In the version of the prose Lancelot Gawain, during the night, sees twelve maidens come to the door of the chamber where the Grail is kept, kneel down, and weep bitterly, in fact behave precisely as did the classical mourners for Adonis—“Elles sanglotent éperdument pendant la nuit."[29]—behaviour for which the text, as it now stands, provides no shadow of explanation or excuse. The Grail is here the most revered of Christian relics, the dwellers in the castle of Corbenic have all that heart can desire, with the additional prestige of being the guardians of the Grail; if the feature be not a belated survival, which has lost its meaning, it defies any explanation whatsoever.
In Diû Crône alone, where the Grail-bearer and her maidens are the sole living beings in an abode of the Dead, is any explanation of the ‘Weeping Women’ attempted, but an interpolated passage in the Heralds’ College Ms. of the Perceval states that when the Quest is achieved, the hero shall learn the cause of the maiden’s grief, and also the explanation of the Dead Knight upon the bier:
“del graal q’vient aprés
E purquei plure tut adés
La pucele qui le sustient
De la biere qu’aprés vient
Savera la vérité adonques
Ceo que nul ne pot saveir onques
Pur nule rien qui avenist.”
fo. 180vo-181.
Of course in the Perceval there is neither a Weeping Maiden, nor a Bier, and the passage must therefore be either an unintelligent addition by a scribe familiar with the Gawain versions, or an interpolation from a source which did contain the features in question.
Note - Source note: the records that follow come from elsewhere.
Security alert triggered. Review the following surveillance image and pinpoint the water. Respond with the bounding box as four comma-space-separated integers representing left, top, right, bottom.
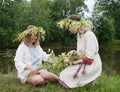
0, 47, 120, 74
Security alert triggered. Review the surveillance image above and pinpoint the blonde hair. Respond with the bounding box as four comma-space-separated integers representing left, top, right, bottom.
78, 20, 92, 35
23, 25, 40, 45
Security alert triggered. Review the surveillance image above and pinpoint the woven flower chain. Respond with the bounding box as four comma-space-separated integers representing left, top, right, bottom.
18, 27, 45, 41
57, 18, 92, 29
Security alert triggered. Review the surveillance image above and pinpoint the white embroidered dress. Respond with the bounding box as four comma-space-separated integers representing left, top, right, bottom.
14, 42, 50, 83
60, 31, 102, 88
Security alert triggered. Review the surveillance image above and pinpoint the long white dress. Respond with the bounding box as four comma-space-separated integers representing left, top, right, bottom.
14, 42, 50, 84
60, 31, 102, 88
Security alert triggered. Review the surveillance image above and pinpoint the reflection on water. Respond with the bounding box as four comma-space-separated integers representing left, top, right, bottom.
0, 47, 120, 74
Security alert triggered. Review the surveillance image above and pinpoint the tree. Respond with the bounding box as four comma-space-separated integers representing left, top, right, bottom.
93, 0, 120, 39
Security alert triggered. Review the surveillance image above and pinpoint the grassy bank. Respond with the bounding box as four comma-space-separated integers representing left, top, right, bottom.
0, 72, 120, 92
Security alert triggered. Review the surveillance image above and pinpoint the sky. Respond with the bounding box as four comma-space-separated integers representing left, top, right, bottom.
85, 0, 95, 17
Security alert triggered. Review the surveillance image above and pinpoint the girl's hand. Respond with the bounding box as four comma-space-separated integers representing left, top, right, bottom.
25, 65, 38, 75
67, 50, 77, 57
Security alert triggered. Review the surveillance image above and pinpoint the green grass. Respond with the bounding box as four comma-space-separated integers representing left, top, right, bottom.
0, 72, 120, 92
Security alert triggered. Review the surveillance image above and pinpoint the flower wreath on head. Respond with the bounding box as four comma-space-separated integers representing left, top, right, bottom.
57, 18, 92, 34
18, 26, 45, 41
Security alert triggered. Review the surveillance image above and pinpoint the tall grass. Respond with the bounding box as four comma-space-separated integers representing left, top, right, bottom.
0, 72, 120, 92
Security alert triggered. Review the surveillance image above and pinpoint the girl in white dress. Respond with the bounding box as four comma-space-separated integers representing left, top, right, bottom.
60, 15, 102, 88
14, 25, 68, 87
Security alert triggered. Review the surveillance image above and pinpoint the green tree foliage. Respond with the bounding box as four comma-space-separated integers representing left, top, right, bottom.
0, 0, 87, 47
93, 0, 120, 39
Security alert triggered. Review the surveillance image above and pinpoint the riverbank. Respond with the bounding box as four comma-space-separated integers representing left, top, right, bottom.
0, 72, 120, 92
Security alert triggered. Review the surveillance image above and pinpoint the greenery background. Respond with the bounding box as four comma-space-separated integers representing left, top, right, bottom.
0, 0, 120, 49
0, 0, 120, 92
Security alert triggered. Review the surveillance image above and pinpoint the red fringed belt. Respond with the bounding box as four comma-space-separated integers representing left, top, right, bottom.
73, 57, 93, 78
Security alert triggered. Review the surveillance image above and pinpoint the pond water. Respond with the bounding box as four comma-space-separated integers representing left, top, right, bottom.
0, 47, 120, 75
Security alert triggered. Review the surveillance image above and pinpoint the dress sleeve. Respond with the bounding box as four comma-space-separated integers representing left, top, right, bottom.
85, 32, 98, 59
39, 46, 50, 62
14, 44, 26, 72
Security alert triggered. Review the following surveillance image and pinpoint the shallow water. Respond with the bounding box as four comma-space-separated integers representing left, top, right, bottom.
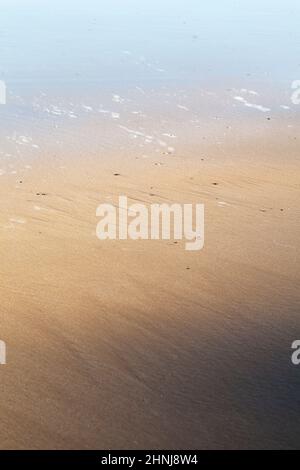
0, 0, 300, 447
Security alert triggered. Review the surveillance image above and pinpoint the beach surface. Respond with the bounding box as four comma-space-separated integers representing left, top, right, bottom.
0, 0, 300, 449
0, 127, 300, 449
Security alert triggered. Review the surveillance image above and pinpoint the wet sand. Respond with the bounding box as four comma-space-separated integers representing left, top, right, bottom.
0, 132, 300, 449
0, 0, 300, 449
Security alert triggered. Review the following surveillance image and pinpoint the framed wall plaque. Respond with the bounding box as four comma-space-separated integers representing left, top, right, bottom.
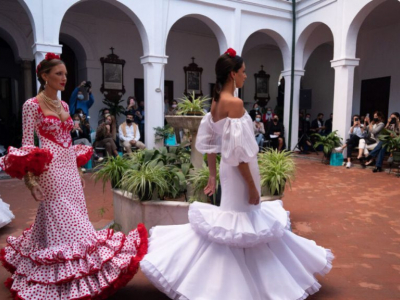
183, 57, 203, 97
254, 65, 271, 106
100, 47, 125, 101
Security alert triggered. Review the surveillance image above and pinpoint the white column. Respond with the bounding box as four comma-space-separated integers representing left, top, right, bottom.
282, 70, 304, 151
331, 58, 360, 141
140, 55, 168, 149
32, 43, 62, 92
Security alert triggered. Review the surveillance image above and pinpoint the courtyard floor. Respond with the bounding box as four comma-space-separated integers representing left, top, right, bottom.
0, 154, 400, 300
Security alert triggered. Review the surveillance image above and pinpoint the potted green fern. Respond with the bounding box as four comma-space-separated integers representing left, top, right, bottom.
258, 149, 296, 200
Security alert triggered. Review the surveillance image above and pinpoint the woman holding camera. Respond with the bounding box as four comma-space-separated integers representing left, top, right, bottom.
0, 53, 147, 300
69, 81, 94, 116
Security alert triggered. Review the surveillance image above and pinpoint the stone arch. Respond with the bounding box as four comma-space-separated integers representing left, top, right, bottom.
58, 0, 150, 55
164, 14, 228, 53
295, 22, 334, 70
0, 15, 33, 60
344, 0, 387, 58
241, 29, 291, 70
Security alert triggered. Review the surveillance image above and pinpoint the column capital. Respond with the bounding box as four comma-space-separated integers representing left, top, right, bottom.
281, 69, 305, 77
331, 57, 360, 68
32, 43, 62, 54
140, 55, 168, 65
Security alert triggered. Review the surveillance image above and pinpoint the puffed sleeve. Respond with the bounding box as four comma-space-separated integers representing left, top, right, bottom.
0, 99, 53, 179
196, 113, 221, 154
221, 116, 259, 166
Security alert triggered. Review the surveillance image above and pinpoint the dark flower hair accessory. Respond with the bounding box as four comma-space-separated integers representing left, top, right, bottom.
36, 64, 42, 74
225, 48, 236, 57
44, 52, 60, 60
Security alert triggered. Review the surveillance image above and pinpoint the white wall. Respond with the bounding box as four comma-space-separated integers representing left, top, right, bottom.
302, 44, 335, 120
165, 28, 220, 99
353, 24, 400, 115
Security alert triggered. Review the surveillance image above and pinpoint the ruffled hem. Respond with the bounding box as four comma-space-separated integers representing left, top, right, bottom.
189, 201, 290, 248
0, 224, 148, 300
0, 146, 53, 179
6, 227, 125, 265
140, 249, 334, 300
73, 145, 93, 167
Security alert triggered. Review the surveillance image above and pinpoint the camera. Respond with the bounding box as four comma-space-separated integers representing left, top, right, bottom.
83, 81, 92, 89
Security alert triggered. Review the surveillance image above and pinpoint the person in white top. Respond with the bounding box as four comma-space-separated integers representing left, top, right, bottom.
118, 113, 146, 153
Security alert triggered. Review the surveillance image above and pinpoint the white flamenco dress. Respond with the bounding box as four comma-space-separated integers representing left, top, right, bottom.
140, 113, 333, 300
0, 198, 15, 228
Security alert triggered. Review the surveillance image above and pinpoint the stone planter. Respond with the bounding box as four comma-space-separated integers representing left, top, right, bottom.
165, 115, 203, 168
113, 190, 189, 234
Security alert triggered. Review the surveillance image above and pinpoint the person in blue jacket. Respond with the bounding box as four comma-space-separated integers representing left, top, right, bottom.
69, 81, 94, 116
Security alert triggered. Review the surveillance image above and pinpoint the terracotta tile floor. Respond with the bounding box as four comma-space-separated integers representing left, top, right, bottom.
0, 154, 400, 300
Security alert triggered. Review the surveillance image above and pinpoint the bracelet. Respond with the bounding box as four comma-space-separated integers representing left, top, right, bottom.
24, 172, 39, 190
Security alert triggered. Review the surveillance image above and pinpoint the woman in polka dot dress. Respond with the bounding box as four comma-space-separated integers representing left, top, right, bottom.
0, 53, 147, 300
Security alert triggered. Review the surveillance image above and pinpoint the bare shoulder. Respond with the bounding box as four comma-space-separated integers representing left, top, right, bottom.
226, 97, 244, 118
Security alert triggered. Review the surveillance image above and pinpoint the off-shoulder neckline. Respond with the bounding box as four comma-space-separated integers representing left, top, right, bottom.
209, 110, 247, 124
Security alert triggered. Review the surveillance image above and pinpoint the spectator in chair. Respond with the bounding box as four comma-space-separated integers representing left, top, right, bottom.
311, 113, 325, 134
69, 81, 94, 116
335, 115, 366, 169
118, 112, 146, 153
95, 115, 118, 156
268, 115, 285, 151
365, 112, 399, 173
253, 114, 265, 151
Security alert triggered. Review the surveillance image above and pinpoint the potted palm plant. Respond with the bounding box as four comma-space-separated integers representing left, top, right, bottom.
258, 149, 296, 200
93, 156, 130, 191
311, 130, 342, 162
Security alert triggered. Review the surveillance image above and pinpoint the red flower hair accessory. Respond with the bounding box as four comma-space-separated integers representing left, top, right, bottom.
44, 52, 60, 60
225, 48, 236, 57
36, 64, 42, 74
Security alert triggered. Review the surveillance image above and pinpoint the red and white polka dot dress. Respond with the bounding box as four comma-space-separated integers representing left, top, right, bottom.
0, 98, 147, 300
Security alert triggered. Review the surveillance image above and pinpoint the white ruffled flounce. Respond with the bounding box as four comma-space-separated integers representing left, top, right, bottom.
0, 198, 15, 228
140, 224, 333, 300
189, 200, 290, 248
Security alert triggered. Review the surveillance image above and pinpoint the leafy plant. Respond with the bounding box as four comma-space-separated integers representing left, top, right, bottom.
121, 162, 171, 201
154, 124, 174, 142
103, 99, 125, 117
258, 149, 296, 195
93, 156, 130, 192
379, 129, 400, 152
311, 130, 342, 157
177, 92, 211, 115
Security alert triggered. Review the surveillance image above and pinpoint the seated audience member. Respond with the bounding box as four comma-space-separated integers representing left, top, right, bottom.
311, 113, 325, 134
125, 96, 140, 125
335, 115, 365, 169
118, 112, 146, 153
253, 114, 265, 151
365, 112, 399, 173
324, 114, 333, 135
95, 115, 118, 156
357, 111, 385, 166
268, 115, 285, 151
249, 102, 260, 122
135, 100, 145, 143
97, 107, 110, 125
69, 81, 94, 116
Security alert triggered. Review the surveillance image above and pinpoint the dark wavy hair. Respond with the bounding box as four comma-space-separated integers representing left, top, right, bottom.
37, 58, 65, 93
213, 54, 243, 101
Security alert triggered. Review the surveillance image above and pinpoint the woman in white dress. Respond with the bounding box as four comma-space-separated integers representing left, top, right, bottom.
0, 197, 15, 228
141, 49, 333, 300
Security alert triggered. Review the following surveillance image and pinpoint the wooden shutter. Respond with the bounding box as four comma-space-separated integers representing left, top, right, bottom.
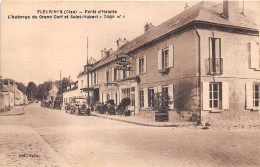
215, 39, 220, 58
105, 71, 107, 83
153, 87, 158, 94
158, 50, 162, 70
126, 65, 130, 77
87, 74, 92, 87
96, 72, 98, 84
144, 55, 147, 73
250, 42, 260, 68
104, 93, 107, 103
169, 84, 174, 109
144, 88, 148, 108
136, 57, 140, 75
111, 68, 115, 81
202, 82, 209, 110
246, 82, 253, 109
222, 82, 229, 110
157, 86, 162, 93
169, 45, 174, 67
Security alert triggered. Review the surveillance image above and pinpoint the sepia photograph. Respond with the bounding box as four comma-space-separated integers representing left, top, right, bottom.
0, 0, 260, 167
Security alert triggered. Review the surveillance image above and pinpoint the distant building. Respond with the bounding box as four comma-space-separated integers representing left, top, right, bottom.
47, 82, 59, 100
63, 1, 260, 125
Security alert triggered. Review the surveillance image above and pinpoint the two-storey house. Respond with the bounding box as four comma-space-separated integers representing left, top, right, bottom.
86, 1, 260, 124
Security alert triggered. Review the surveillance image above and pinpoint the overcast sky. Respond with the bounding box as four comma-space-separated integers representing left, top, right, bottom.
0, 1, 259, 84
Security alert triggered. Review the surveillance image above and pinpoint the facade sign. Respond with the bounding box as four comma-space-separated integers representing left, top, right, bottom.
116, 66, 132, 71
117, 61, 130, 66
117, 53, 130, 59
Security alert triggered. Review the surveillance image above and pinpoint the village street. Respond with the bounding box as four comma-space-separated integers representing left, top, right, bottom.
0, 103, 260, 167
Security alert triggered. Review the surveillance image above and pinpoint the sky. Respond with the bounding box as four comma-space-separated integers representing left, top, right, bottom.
0, 1, 259, 84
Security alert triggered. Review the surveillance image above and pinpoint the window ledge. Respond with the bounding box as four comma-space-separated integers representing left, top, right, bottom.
250, 108, 260, 112
209, 109, 224, 113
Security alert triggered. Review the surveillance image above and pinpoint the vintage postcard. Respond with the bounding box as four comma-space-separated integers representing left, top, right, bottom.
0, 0, 260, 167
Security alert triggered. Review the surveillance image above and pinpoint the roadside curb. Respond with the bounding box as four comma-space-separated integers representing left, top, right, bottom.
0, 105, 26, 116
91, 113, 196, 127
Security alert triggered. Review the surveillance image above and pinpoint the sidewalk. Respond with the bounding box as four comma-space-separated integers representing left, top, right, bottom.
0, 105, 26, 116
91, 112, 196, 127
0, 125, 69, 167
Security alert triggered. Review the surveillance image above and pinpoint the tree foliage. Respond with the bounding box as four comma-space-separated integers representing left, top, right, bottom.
153, 91, 173, 113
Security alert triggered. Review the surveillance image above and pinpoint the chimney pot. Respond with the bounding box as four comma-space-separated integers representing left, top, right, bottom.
223, 0, 240, 21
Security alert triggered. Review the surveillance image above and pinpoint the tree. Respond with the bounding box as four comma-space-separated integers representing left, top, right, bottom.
15, 82, 26, 94
37, 81, 53, 100
26, 82, 38, 101
153, 91, 173, 113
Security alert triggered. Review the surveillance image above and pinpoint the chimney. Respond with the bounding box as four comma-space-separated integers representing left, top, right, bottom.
101, 48, 107, 59
184, 2, 189, 10
223, 0, 240, 21
144, 23, 154, 32
109, 48, 114, 55
116, 38, 129, 49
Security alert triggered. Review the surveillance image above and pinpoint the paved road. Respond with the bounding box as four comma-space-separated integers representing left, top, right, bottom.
0, 104, 260, 167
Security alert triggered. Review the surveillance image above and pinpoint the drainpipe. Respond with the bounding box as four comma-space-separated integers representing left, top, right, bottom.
194, 26, 202, 124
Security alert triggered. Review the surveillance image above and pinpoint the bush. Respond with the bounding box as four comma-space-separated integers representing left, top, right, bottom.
153, 92, 173, 113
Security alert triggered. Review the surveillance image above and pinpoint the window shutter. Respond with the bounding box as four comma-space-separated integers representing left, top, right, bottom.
126, 65, 130, 77
202, 82, 209, 110
144, 55, 147, 73
169, 84, 174, 109
116, 70, 120, 80
250, 42, 260, 68
105, 71, 107, 83
158, 50, 162, 70
144, 88, 148, 108
111, 68, 115, 81
96, 72, 98, 84
120, 70, 124, 79
91, 72, 95, 85
104, 93, 107, 103
153, 87, 158, 94
215, 39, 220, 58
169, 45, 174, 67
222, 82, 229, 110
136, 57, 140, 75
209, 38, 212, 58
157, 86, 162, 93
246, 82, 253, 109
87, 74, 91, 87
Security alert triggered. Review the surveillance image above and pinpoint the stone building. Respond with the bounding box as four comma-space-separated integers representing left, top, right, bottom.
64, 1, 260, 125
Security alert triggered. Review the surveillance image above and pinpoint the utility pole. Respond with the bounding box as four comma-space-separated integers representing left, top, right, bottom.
87, 37, 90, 115
60, 71, 63, 103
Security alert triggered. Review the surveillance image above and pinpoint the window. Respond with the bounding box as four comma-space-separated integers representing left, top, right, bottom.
130, 92, 135, 106
107, 93, 110, 101
253, 84, 260, 107
122, 88, 130, 98
209, 38, 223, 74
113, 68, 118, 81
139, 57, 144, 74
123, 70, 127, 79
162, 48, 169, 69
158, 45, 174, 71
140, 90, 144, 108
94, 72, 97, 85
162, 86, 169, 94
249, 42, 260, 70
106, 70, 111, 83
148, 88, 154, 107
209, 83, 222, 109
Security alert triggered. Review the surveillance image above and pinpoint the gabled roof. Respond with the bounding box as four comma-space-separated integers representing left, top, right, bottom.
1, 84, 9, 92
91, 2, 259, 71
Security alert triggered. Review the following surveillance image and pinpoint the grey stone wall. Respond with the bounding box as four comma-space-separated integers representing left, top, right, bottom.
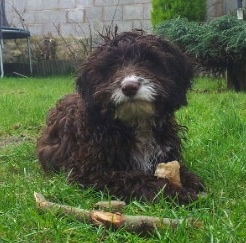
5, 0, 246, 36
6, 0, 151, 36
207, 0, 246, 20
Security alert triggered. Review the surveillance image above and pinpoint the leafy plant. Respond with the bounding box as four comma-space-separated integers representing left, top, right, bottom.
155, 15, 246, 90
151, 0, 206, 26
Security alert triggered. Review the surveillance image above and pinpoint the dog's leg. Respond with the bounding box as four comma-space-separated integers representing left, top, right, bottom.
74, 171, 197, 204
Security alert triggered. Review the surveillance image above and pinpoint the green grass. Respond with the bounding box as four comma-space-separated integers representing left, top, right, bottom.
0, 77, 246, 243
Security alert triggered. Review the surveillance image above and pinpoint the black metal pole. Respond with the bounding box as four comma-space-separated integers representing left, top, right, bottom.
237, 0, 243, 8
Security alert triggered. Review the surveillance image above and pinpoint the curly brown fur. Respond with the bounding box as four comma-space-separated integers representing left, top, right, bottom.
38, 32, 202, 203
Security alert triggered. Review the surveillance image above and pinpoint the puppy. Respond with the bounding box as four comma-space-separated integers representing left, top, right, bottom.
37, 31, 203, 204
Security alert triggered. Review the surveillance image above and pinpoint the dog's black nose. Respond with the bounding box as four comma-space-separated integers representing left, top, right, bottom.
121, 79, 140, 97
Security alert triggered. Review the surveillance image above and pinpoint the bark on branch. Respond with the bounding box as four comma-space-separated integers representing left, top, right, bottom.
34, 192, 201, 233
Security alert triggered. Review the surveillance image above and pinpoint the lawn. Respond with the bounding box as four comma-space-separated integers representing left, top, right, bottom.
0, 76, 246, 243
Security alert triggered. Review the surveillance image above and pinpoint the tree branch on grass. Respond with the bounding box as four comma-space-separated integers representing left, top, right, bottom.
34, 192, 202, 233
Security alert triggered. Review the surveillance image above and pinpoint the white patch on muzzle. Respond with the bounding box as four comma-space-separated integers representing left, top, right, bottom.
111, 75, 156, 105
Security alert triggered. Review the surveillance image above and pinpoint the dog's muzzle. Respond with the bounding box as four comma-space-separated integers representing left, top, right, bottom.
121, 77, 142, 97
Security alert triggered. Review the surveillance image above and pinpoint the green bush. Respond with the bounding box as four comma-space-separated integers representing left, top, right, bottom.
151, 0, 206, 26
155, 15, 246, 69
155, 15, 246, 91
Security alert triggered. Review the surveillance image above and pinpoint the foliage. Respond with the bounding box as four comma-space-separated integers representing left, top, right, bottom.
0, 76, 246, 243
155, 16, 246, 70
151, 0, 206, 26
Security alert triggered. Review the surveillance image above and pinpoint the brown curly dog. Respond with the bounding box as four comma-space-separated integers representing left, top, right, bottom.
37, 31, 203, 204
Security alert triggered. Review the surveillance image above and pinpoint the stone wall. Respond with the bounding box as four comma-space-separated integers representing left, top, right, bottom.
6, 0, 151, 36
207, 0, 246, 20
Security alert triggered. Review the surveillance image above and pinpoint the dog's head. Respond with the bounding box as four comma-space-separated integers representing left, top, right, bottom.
77, 31, 192, 123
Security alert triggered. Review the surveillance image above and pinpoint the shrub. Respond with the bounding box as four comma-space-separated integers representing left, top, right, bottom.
155, 15, 246, 90
151, 0, 206, 26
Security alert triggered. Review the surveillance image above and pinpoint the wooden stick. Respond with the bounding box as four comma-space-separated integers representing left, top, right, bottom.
34, 192, 201, 233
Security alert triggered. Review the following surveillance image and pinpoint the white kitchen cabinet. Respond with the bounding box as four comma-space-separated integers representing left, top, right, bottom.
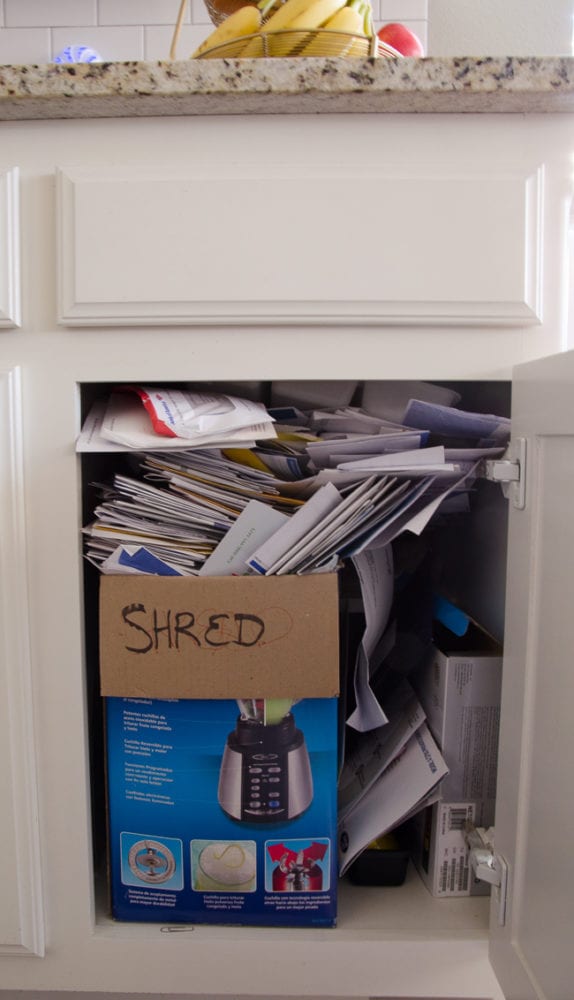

So far as the texts at our disposal are concerned, both features belong exclusively to the Gawain, and not to the Perceval Quest. The interpolation is significant as it indicates a surviving sense of the importance of this feature.
In the Perlesvaus we have the curious detail of a maiden who has lost her hair as a result of the hero’s failure to ask the question, and the consequent sickness of the Fisher King. The occurrence of this detail may be purely fortuitous, but at the same time it is admissible to point out that the Adonis cults do provide us with a parallel in the enforced loss of hair by the women taking part in these rites, while no explanation of this curious feature has so far as I am aware been suggested by critics of the text.[30]
We may also note the fact that the Grail castle is always situated in the close vicinity of water, either on or near the sea, or on the banks of an important river. In two cases the final home of the Grail is in a monastery situated upon an island. The presence of water, either sea, or river, is an important feature in the Adonis cult, the effigy of the dead god being, not buried in the earth, but thrown into the water.[31]